Just messing around, getting triple doubles

Tag Archives: rookies

Rookies, Minutes and 4th Quarters at the 1st Turn

“Just let ‘em go.” With that simple message, Kobe Bryant cracked the hard-assed algorithm of Byron Scott’s face palming rotations. “Let ‘em go,” he told the coach in regards to the Lakers future, embodied by true rookie D’Angelo Russell and red shirt rookie Julius Randle. Both kids played all of the fourth quarter and overtime in a game the Lakers would lose to the T-Wolves with Russell hitting the contested drive to send the game into an extra period. The loss did little to dampen the unanimous feeling that this was the Lakers best game of the season – and almost exclusively because Scott’s arms-crossed drill sergeant act was defused by Kobe.

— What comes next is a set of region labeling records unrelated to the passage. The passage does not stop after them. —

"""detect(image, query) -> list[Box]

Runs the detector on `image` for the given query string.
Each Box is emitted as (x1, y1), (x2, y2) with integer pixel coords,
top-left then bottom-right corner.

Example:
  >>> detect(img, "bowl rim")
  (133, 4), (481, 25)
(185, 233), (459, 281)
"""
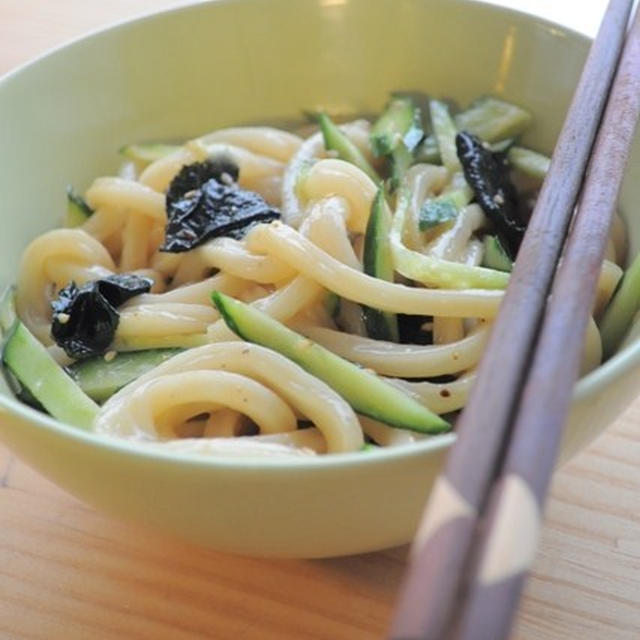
(0, 0), (640, 473)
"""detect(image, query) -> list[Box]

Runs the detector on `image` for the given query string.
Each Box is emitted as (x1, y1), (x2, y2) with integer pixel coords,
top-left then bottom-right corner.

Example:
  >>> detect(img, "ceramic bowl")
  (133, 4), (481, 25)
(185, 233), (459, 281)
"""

Rookies can oscillate between futuristic revelations and immature mistakes on a single possession. There’s no playbook for coaches detailing how and when to appropriately develop 19 and 20-year-old basketball players. Should they be given 30+ minutes and allowed to succeed or fail with high volume opportunity? Or should they be given nothing, forced to earn everything, and kowtow to vets by carrying chinchilla coats and fetching donuts while wearing Hello Kitty backpacks? The Lakers are caught in the center of this question with Kobe’s farewell tour adding a contentious element to an already-imprecise process.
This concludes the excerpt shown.